In a dispute over ownership of the data, the facts favor Biden. Isaac concedes that the repair authorization form limits the transfer of “equipment” in court filings in the U.S. District Court for the district of Delaware surrounding Isaac’s defamation suit against Biden. Mac Isaac v. Cable News Network, Inc. et al, No. 1:2023cv00247. Assuming the court finds that equipment and data are different things, Isaac only has a contractual right to the laptop itself and not the data stored on it.  

At least in New York, the groundwork has been set for Biden to argue that he is the rightful owner of the data held on the laptop. By handing the contents of the laptop to Rudy Giuliani without Biden's permission, Isaac exercised control over Biden’s property affecting a conversion. 

Conclusion

The images on Hunter Biden's laptop are protected under copyright law, and public display of these images constitute copyright infringement. 

There is a time and a place for pushing the boundaries of the law.

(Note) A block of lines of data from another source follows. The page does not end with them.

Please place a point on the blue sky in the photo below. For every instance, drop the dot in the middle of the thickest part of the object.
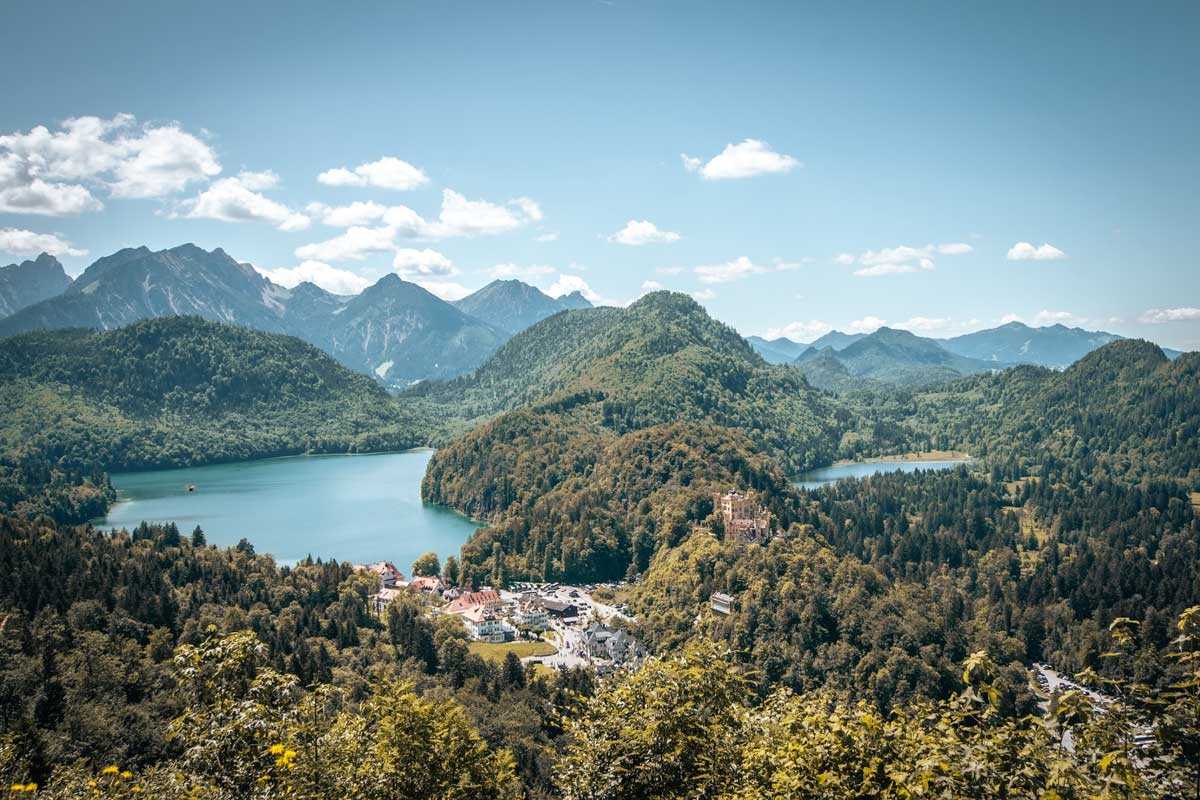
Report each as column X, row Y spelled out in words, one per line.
column 937, row 166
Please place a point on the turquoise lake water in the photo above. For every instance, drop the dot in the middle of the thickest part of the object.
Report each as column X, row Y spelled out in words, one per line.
column 349, row 507
column 826, row 475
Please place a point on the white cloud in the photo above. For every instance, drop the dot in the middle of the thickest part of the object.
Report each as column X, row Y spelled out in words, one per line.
column 445, row 289
column 925, row 325
column 387, row 173
column 425, row 263
column 1024, row 251
column 1159, row 316
column 786, row 266
column 162, row 161
column 463, row 217
column 238, row 199
column 747, row 158
column 355, row 244
column 343, row 216
column 642, row 233
column 529, row 209
column 459, row 217
column 1056, row 317
column 55, row 173
column 900, row 259
column 27, row 242
column 522, row 272
column 735, row 270
column 47, row 199
column 799, row 330
column 330, row 278
column 568, row 283
column 891, row 268
column 865, row 325
column 954, row 248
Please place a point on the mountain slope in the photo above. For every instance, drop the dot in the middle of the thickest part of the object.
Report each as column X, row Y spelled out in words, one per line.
column 779, row 350
column 658, row 403
column 29, row 282
column 837, row 340
column 1125, row 409
column 511, row 306
column 402, row 334
column 660, row 360
column 891, row 356
column 137, row 283
column 181, row 391
column 395, row 331
column 1054, row 346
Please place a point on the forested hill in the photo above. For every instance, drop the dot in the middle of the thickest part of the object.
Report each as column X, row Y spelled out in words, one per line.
column 653, row 396
column 661, row 360
column 1122, row 410
column 179, row 391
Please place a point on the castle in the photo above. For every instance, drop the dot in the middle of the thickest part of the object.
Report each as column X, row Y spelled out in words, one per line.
column 745, row 519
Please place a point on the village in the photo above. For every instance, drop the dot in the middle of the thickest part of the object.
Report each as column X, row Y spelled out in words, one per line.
column 562, row 626
column 573, row 627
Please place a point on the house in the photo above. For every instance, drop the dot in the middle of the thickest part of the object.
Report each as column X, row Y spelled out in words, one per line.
column 721, row 603
column 532, row 615
column 381, row 600
column 429, row 585
column 489, row 599
column 745, row 519
column 485, row 625
column 389, row 576
column 603, row 642
column 558, row 608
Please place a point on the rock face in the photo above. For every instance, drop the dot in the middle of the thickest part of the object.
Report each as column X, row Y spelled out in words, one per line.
column 395, row 331
column 29, row 282
column 513, row 306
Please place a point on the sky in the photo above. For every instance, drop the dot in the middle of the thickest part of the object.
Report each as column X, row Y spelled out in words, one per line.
column 796, row 167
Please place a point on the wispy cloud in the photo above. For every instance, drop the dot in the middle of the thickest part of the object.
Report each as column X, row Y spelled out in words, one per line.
column 330, row 278
column 387, row 173
column 747, row 158
column 1024, row 251
column 57, row 173
column 900, row 259
column 241, row 199
column 642, row 232
column 1159, row 316
column 27, row 242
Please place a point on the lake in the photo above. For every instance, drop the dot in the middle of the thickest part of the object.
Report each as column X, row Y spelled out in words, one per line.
column 826, row 475
column 351, row 507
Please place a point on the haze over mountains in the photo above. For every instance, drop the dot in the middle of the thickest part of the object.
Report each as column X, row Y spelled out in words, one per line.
column 838, row 360
column 394, row 330
column 401, row 334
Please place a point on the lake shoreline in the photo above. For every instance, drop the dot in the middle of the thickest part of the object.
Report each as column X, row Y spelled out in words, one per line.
column 928, row 456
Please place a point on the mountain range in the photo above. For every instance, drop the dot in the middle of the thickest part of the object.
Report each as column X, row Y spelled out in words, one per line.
column 29, row 282
column 922, row 360
column 889, row 356
column 394, row 330
column 511, row 306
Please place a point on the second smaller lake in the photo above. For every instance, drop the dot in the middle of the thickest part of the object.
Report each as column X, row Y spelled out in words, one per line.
column 827, row 475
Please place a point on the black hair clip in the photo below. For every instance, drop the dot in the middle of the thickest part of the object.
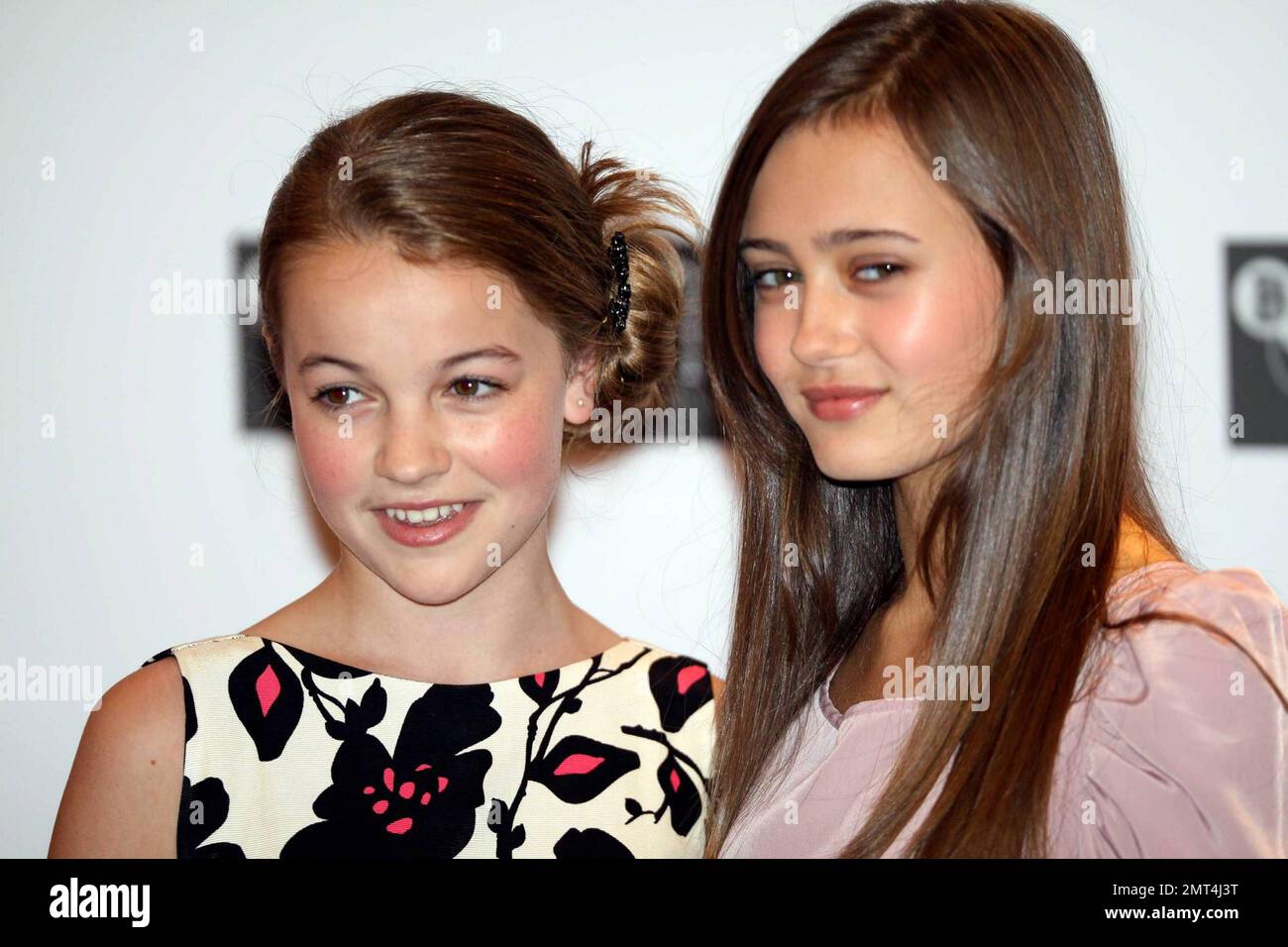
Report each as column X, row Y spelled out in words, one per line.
column 621, row 304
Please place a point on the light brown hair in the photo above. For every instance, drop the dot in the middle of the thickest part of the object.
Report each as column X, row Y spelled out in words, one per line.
column 449, row 175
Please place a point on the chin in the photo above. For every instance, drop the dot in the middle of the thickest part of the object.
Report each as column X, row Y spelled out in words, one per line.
column 845, row 463
column 434, row 590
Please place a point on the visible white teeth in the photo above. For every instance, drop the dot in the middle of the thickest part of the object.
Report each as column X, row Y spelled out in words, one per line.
column 424, row 517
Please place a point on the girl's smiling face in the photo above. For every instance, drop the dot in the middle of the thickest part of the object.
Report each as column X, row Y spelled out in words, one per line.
column 868, row 274
column 415, row 382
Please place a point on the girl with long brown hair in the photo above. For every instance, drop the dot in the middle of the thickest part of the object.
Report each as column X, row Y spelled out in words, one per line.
column 961, row 625
column 446, row 299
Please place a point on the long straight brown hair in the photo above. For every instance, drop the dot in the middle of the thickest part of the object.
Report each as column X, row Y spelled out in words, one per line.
column 1006, row 99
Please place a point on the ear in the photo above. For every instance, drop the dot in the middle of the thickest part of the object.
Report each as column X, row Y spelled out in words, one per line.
column 580, row 392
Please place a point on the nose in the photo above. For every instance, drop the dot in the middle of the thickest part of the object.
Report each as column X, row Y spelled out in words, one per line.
column 828, row 325
column 412, row 447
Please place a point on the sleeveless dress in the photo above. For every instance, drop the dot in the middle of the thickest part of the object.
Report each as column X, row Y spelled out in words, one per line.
column 290, row 754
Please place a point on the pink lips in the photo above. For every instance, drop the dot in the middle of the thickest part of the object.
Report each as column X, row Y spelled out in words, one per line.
column 840, row 402
column 433, row 535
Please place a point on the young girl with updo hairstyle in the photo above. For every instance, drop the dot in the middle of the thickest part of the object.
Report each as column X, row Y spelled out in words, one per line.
column 445, row 299
column 961, row 626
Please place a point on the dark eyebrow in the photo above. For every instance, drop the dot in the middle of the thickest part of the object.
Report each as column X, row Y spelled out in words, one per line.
column 488, row 352
column 823, row 241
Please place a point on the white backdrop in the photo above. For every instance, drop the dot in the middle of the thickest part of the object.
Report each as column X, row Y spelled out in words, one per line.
column 162, row 155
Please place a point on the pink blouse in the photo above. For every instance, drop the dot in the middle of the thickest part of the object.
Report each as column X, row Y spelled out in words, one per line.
column 1180, row 753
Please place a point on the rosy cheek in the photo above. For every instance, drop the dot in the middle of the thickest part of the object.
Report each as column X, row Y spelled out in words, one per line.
column 331, row 464
column 516, row 449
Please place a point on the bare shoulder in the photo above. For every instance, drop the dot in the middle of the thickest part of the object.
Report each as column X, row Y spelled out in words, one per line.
column 121, row 797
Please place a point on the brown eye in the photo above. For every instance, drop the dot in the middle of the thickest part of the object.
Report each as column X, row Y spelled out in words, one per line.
column 326, row 401
column 467, row 388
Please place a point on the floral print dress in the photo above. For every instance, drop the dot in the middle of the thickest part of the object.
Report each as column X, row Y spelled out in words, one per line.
column 290, row 754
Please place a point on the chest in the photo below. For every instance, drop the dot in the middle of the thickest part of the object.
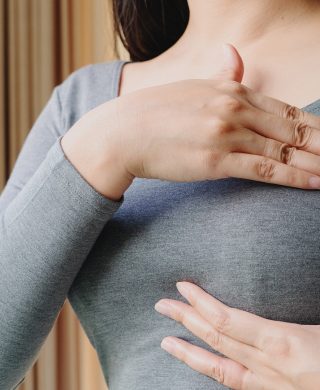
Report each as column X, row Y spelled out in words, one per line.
column 252, row 245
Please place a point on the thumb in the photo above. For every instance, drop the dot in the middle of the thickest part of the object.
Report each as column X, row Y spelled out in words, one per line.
column 233, row 68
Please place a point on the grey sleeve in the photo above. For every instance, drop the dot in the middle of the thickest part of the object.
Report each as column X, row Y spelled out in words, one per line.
column 50, row 217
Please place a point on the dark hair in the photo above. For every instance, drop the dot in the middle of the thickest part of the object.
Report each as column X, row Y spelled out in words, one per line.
column 149, row 27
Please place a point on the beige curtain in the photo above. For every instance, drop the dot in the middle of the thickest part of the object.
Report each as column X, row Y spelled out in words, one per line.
column 41, row 42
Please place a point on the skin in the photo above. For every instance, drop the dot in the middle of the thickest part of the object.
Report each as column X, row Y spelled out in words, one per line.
column 233, row 123
column 260, row 354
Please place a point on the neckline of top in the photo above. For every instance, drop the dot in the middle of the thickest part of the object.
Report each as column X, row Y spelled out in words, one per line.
column 117, row 79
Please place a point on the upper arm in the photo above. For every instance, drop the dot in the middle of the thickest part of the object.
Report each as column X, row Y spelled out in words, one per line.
column 43, row 134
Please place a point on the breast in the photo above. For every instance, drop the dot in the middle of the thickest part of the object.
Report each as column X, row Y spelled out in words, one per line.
column 252, row 245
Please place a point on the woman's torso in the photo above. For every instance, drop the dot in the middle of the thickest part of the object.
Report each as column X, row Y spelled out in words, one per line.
column 252, row 245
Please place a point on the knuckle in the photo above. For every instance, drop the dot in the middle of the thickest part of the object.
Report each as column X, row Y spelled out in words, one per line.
column 217, row 373
column 217, row 128
column 235, row 87
column 265, row 168
column 278, row 346
column 286, row 154
column 221, row 321
column 231, row 105
column 213, row 338
column 211, row 160
column 301, row 134
column 292, row 112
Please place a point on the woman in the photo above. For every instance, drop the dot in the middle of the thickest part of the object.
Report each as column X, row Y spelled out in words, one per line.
column 109, row 127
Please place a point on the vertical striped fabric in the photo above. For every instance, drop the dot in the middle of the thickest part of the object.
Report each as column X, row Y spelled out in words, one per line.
column 41, row 43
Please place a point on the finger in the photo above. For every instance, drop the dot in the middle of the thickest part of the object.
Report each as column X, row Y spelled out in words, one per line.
column 247, row 141
column 193, row 321
column 280, row 108
column 263, row 169
column 237, row 324
column 297, row 133
column 224, row 371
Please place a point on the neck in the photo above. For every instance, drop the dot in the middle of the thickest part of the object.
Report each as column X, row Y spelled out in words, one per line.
column 240, row 22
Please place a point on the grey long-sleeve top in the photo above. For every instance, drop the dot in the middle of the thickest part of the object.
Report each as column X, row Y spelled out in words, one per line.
column 254, row 246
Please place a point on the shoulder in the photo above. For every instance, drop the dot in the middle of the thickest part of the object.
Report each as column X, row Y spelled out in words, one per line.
column 86, row 88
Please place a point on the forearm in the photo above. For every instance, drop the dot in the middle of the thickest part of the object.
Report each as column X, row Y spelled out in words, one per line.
column 46, row 233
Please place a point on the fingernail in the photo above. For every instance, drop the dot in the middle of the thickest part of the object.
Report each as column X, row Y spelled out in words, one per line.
column 314, row 182
column 183, row 289
column 163, row 308
column 168, row 345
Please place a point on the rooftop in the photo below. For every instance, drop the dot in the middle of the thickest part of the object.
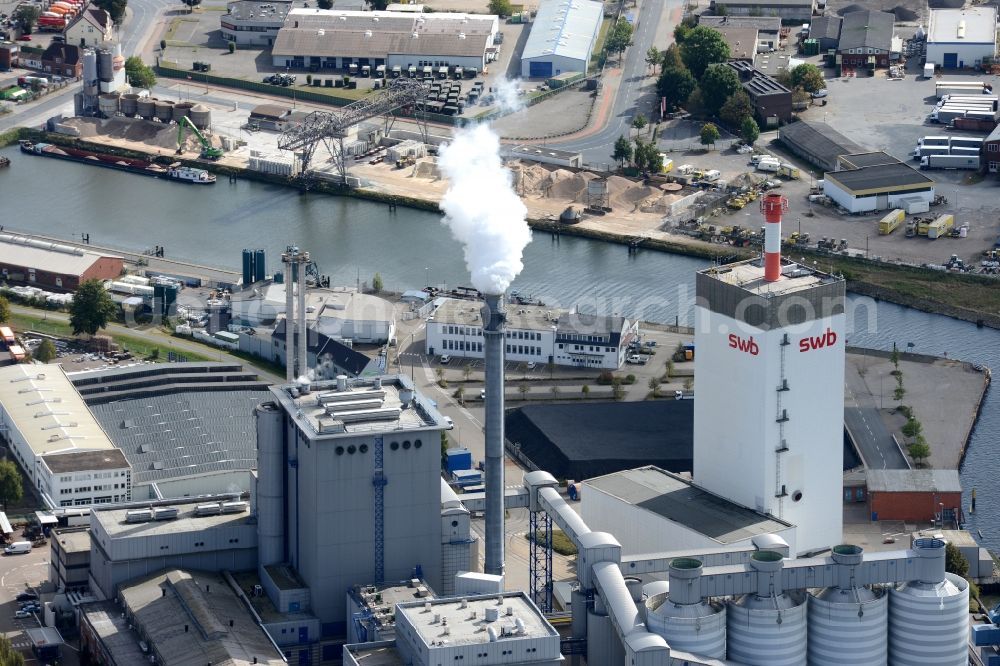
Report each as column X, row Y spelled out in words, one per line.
column 565, row 28
column 45, row 256
column 224, row 632
column 972, row 25
column 914, row 481
column 44, row 407
column 679, row 500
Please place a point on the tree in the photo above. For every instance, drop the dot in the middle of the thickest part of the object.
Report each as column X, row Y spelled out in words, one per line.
column 623, row 151
column 138, row 73
column 501, row 7
column 749, row 131
column 91, row 309
column 702, row 47
column 675, row 84
column 46, row 351
column 735, row 109
column 954, row 560
column 808, row 77
column 10, row 483
column 717, row 84
column 709, row 134
column 619, row 38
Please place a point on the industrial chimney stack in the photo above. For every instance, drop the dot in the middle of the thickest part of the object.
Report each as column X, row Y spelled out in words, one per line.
column 494, row 334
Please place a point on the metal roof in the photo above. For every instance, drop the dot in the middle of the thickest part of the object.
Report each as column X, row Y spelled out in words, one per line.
column 564, row 28
column 972, row 25
column 680, row 501
column 914, row 481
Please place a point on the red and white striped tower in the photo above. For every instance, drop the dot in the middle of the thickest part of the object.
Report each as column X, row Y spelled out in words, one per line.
column 772, row 205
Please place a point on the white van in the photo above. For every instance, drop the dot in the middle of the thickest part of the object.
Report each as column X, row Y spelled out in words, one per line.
column 18, row 548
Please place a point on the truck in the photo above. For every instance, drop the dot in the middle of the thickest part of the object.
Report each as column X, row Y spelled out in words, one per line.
column 950, row 162
column 891, row 222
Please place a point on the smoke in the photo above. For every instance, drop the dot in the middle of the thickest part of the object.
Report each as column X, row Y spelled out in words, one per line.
column 482, row 210
column 507, row 95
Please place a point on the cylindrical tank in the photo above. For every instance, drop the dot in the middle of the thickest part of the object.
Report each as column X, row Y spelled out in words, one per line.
column 182, row 110
column 107, row 104
column 146, row 107
column 685, row 620
column 271, row 464
column 201, row 116
column 129, row 104
column 164, row 110
column 929, row 617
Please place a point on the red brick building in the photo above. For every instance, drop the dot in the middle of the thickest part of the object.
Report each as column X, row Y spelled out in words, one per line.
column 53, row 266
column 915, row 496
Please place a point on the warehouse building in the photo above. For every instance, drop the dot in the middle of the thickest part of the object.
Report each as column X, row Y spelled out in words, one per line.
column 817, row 143
column 877, row 187
column 960, row 38
column 562, row 38
column 53, row 266
column 329, row 39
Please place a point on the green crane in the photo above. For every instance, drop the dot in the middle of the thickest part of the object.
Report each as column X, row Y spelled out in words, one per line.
column 208, row 152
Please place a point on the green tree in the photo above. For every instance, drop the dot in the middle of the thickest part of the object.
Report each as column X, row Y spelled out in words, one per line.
column 623, row 151
column 735, row 109
column 702, row 47
column 717, row 84
column 10, row 483
column 91, row 309
column 749, row 131
column 807, row 76
column 675, row 84
column 46, row 351
column 138, row 73
column 619, row 37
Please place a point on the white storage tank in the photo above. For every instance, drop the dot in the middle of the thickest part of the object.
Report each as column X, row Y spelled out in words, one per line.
column 767, row 627
column 929, row 617
column 847, row 623
column 685, row 620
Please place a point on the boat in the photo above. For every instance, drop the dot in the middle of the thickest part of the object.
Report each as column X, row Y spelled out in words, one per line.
column 130, row 164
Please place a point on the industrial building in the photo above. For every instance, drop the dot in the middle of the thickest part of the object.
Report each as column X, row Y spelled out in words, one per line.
column 53, row 266
column 817, row 143
column 878, row 187
column 330, row 39
column 534, row 334
column 562, row 38
column 962, row 38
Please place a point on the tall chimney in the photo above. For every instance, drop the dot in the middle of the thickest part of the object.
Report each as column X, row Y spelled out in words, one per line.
column 772, row 205
column 494, row 332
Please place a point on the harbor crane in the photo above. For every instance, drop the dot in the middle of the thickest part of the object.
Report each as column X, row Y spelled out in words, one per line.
column 331, row 127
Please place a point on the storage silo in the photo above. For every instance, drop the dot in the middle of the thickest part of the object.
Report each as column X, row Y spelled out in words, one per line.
column 929, row 617
column 848, row 622
column 767, row 627
column 683, row 618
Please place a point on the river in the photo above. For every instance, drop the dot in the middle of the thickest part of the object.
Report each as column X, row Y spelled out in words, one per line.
column 352, row 239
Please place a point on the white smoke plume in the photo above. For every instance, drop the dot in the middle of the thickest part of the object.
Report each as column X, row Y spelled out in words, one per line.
column 482, row 209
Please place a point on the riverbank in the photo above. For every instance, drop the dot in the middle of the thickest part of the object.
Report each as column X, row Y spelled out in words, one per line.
column 970, row 298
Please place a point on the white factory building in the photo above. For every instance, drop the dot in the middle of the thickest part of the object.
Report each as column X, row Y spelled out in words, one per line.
column 333, row 39
column 962, row 38
column 562, row 38
column 535, row 334
column 64, row 452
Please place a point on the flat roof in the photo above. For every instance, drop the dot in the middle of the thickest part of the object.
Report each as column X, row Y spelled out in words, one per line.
column 914, row 481
column 44, row 407
column 972, row 25
column 45, row 255
column 565, row 29
column 680, row 501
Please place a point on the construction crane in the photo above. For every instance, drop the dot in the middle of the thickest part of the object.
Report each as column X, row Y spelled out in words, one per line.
column 331, row 128
column 208, row 151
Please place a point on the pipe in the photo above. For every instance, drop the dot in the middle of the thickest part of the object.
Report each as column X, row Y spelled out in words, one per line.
column 494, row 341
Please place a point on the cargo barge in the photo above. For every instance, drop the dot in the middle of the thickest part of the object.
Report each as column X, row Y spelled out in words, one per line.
column 174, row 171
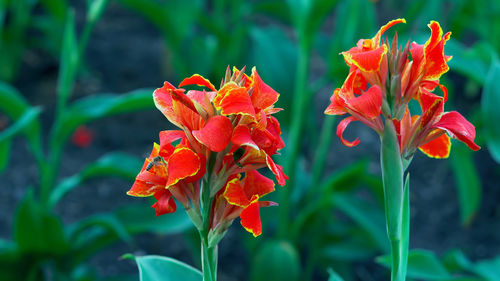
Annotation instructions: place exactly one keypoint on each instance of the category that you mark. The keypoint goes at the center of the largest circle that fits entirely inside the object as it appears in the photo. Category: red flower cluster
(225, 136)
(382, 81)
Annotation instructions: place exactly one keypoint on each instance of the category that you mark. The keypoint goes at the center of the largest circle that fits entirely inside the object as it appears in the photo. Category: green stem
(392, 176)
(300, 104)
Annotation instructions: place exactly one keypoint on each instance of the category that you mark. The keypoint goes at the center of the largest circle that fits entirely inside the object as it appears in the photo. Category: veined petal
(458, 127)
(216, 134)
(241, 136)
(438, 148)
(263, 96)
(341, 128)
(256, 184)
(368, 104)
(367, 61)
(165, 204)
(235, 194)
(250, 218)
(199, 80)
(183, 163)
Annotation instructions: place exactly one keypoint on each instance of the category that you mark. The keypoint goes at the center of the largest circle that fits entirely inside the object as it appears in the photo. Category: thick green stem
(300, 104)
(392, 175)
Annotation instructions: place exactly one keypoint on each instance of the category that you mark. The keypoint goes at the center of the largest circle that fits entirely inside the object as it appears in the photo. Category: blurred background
(77, 120)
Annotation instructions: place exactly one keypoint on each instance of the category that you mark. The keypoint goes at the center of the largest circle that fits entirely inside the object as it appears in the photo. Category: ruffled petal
(438, 148)
(341, 128)
(216, 134)
(250, 218)
(458, 127)
(199, 80)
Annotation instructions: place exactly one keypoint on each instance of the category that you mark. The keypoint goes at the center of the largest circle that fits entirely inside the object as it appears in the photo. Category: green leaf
(276, 260)
(36, 230)
(69, 62)
(157, 268)
(333, 276)
(422, 264)
(112, 164)
(99, 106)
(467, 181)
(489, 106)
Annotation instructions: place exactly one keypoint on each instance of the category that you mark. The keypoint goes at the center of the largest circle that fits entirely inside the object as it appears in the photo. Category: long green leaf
(157, 268)
(112, 164)
(489, 106)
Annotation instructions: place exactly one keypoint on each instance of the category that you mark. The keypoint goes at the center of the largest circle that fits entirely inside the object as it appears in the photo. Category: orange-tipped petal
(458, 127)
(368, 104)
(277, 170)
(341, 128)
(241, 136)
(367, 61)
(216, 134)
(250, 218)
(165, 204)
(236, 101)
(257, 184)
(183, 163)
(199, 80)
(263, 96)
(235, 194)
(438, 148)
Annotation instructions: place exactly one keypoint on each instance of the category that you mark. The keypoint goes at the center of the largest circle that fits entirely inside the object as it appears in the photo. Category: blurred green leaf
(68, 63)
(422, 264)
(333, 276)
(276, 260)
(98, 106)
(38, 231)
(489, 106)
(467, 181)
(157, 268)
(112, 164)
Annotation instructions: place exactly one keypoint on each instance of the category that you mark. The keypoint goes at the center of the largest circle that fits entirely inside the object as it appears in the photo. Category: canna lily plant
(210, 166)
(383, 78)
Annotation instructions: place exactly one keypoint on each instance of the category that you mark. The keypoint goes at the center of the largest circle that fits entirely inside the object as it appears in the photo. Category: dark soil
(126, 53)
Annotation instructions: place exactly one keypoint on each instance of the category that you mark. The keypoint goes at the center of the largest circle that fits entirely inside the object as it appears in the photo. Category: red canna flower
(224, 135)
(368, 97)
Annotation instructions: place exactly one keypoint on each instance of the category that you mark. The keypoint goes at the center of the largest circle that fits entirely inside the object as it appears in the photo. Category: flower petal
(183, 163)
(438, 148)
(165, 204)
(256, 184)
(199, 80)
(216, 134)
(241, 136)
(341, 128)
(458, 127)
(250, 218)
(368, 104)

However, if a picture of my nether regions appears on the floor of congress, I’m taking the most direct route to ensuring that it is taken down. If I took the image, I’m enforcing my intellectual property rights in the image. These rights are well established: A legal super highway compared to the meandering trail of invasion of privacy.    

It’s as easy for you to take and share images as it is for others to copy and display your images in places where you don’t want them. Understanding your intellectual property rights in images that you take and respecting other intellectual property rights in their own images is crucial, underscoring the importance of good IP counsel.